News / University of Bristol
Hopes new electric trailer ‘will take cars off the road’
A group of university students have designed a new electric trailer which they hope will take cars off the road, make shopping trips more sustainable and benefit car-less shoppers.
SLANT is the brainchild of a group of Innovation master’s students at the University of Bristol, who have been awarded £10,000 at a showcase to build two prototypes.
To use the trailer, shoppers would unlock it with a debit or credit card, to bring their shopping home and then leave it outside for a SLANT employee to return to the supermarket.
SLANT say the trailer, which attaches to a bike or e-scooter, would cost an average of £4 a trip and be “weightless”, making it easy to pull or push on foot.

Tarun George Maddila, Artemis Fragkopoulos, Nigel Deshpande, Louis Cocking and Sam Bell have designed a new e-trailer to tackle car journeys – photo: Bristol University
Some 73 per cent of shoppers use cars to get to and from the supermarket, totalling 4.5b journeys each year, which the SLANT team hope their trailer will address.
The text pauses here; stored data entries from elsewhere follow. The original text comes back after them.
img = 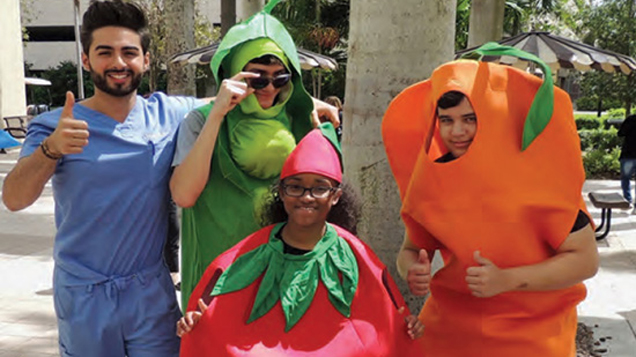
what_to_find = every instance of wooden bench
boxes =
[588,192,631,240]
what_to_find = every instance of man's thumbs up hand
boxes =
[407,249,432,296]
[466,251,511,298]
[46,91,89,157]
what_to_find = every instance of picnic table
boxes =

Tarun George Maddila, an Innovation master’s student who is part of the SLANT team and originally from India, said: “We hope this sustainable solution will help the environment and consumers – and supermarkets too, by increasing footfall, decreasing congestion and helping their net-zero commitments.
“I’m really excited by innovation – and when I wanted to study it I couldn’t think of a better place than Bristol. Without this course, and mixing with students and lecturers with all sorts of expertise, we never would have come up with this idea.
“We couldn’t be happier to win this funding, which will help us build the next stage of SLANT.”
In the next few months, SLANT will look to partner with a supermarket to trial the trailer. They plan to raise startup funding later in the year before pursuing a patent.